The two songs that John Lennon wanted to re-record: “We did it too fast”

Any artist is capable of falling victim to imposter syndrome. No matter how many times people try to talk them up like they are one of the best in the world, there are just as many who will gladly tell you that everything that they have ever done is garbage and that they’re not sure why people actually like it. John Lennon was normally ruthless when it came to Paul McCartney’s songs in The Beatles, but he felt that ‘Help!’ and ‘I Want To Hold Your Hand’ could have afforded to be recorded better.

Then again, The Beatles never operated just how one artist wanted everything to sound. While The White Album saw them breaking up into individual solo artists passing judgment on each other’s tunes, they were still capable of collaboration when the time called for it when tearing through George Harrison’s ‘While My Guitar Gently Weeps’.

When they first started making hits, though, the entire formula for their songs was about capturing that relentless energy that they were so good at. With George Martin acting as their de facto songwriting coach, many of their greatest hits came from them speeding up the tempo half the time, which made ‘Please Please Me’ go from a fairly drab Roy Orbison ballad to the sound of Beatlemania.

It’s not like ‘Help!’ and ‘I Want To Hold Your Hand’ don’t benefit from being sped up a little bit. The latter already had a simple premise that could be stretched into different speeds, and while ‘Help!’ could have worked as a stately ballad, Lennon’s lyrics about paranoia and his own insecurities actually sound a lot more frantic with that driving drumbeat behind him.

While Lennon could be especially harsh when looking back on his Beatles years, he thought that ‘Help!’ and ‘I Want To Hold Your Hand’ were a bit too fast for their own good when they were first put out, saying, “I don’t like the recording too much; we did it too fast trying to be commercial… I might do ‘I Want To Hold Your Hand’ and ‘Help!’ again because I like them and I can sing them.”

That’s before Lennon wanted to record everything over again. He had always had problems with his own voice, but looking back on the way that their records were mixed, he eventually told George Martin that he had a desire to work over everything he made to improve, going so far as to say that ‘Strawberry Fields Forever’ needed some work behind the scenes.
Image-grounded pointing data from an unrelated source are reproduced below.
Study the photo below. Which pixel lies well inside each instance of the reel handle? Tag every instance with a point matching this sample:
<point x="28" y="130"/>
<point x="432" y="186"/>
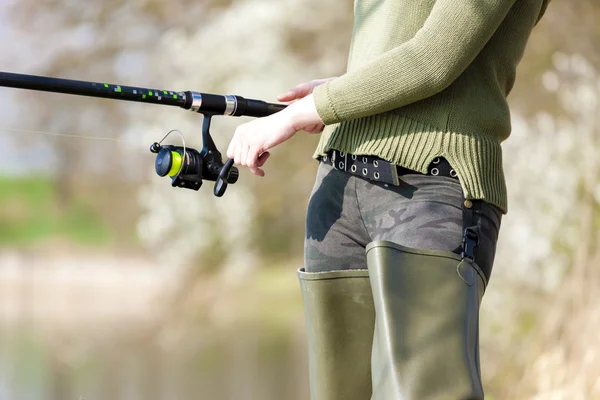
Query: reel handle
<point x="228" y="174"/>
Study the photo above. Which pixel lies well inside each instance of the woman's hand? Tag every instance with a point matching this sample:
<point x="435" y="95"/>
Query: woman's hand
<point x="252" y="140"/>
<point x="301" y="91"/>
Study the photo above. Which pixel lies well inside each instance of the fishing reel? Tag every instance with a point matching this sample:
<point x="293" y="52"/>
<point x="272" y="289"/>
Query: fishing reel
<point x="188" y="167"/>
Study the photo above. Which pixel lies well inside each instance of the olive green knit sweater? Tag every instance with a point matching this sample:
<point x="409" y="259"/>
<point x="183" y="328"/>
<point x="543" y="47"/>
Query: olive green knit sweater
<point x="429" y="78"/>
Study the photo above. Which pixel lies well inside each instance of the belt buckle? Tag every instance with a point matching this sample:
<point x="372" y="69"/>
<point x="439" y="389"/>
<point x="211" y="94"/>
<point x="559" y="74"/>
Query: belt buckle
<point x="340" y="163"/>
<point x="394" y="174"/>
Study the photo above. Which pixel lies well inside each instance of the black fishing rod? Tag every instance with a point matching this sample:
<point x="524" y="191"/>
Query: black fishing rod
<point x="187" y="167"/>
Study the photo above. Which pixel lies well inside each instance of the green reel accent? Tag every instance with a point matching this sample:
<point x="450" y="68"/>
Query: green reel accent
<point x="175" y="164"/>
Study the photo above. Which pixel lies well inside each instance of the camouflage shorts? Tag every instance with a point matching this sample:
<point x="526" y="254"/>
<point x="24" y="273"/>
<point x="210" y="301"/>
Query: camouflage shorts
<point x="346" y="212"/>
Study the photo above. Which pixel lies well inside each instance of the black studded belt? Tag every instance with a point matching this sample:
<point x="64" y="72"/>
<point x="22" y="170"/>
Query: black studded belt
<point x="377" y="169"/>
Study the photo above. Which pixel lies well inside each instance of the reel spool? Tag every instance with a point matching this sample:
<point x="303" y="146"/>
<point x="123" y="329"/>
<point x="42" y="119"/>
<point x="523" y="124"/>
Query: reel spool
<point x="187" y="167"/>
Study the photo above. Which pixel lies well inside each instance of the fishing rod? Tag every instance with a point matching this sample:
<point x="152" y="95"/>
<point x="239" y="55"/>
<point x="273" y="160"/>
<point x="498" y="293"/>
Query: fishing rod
<point x="185" y="166"/>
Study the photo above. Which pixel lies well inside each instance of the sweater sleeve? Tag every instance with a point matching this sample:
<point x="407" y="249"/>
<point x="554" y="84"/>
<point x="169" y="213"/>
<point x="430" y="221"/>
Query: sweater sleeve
<point x="451" y="38"/>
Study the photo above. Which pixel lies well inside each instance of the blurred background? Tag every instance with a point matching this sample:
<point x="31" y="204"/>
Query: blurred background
<point x="115" y="285"/>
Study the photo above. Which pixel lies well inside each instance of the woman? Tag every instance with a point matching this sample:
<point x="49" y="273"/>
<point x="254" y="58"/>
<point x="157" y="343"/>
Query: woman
<point x="404" y="217"/>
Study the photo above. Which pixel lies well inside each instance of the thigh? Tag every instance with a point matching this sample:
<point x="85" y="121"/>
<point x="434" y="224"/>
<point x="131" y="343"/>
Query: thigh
<point x="335" y="236"/>
<point x="425" y="212"/>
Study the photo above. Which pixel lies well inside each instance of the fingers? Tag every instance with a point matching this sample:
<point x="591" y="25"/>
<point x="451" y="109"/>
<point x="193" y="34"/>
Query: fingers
<point x="244" y="154"/>
<point x="300" y="91"/>
<point x="317" y="128"/>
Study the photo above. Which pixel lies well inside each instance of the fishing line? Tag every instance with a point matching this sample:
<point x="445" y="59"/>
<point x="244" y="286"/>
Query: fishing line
<point x="60" y="134"/>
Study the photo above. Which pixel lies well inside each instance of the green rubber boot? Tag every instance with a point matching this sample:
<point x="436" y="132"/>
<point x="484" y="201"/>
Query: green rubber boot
<point x="339" y="325"/>
<point x="426" y="341"/>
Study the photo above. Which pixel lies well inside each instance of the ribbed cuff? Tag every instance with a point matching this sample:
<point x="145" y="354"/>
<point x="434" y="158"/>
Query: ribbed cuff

Even though Lennon passed away years before he could put out the equivalent of Sgt. Peppers (Lennon’s Version), we do have glimpses of what those slower tunes would have sounded like. Walls and Bridges kicks off with the ballad ‘Going Down on Love’, which features Lennon calling back to ‘Help!’, and though it wasn’t commissioned by the former Beatle, art rockers Sparks did eventually do a borderline lounge version of ‘I Want To Hold Your Hand’.

But while both of those tunes are fine in their own right, each of them robs the song of the power it originally had. Lennon may have preferred the sound of his songs to be more downtempo, but he needed the rest of The Beatles in the studio to make the sounds that made Beatlemania spread like wildfire.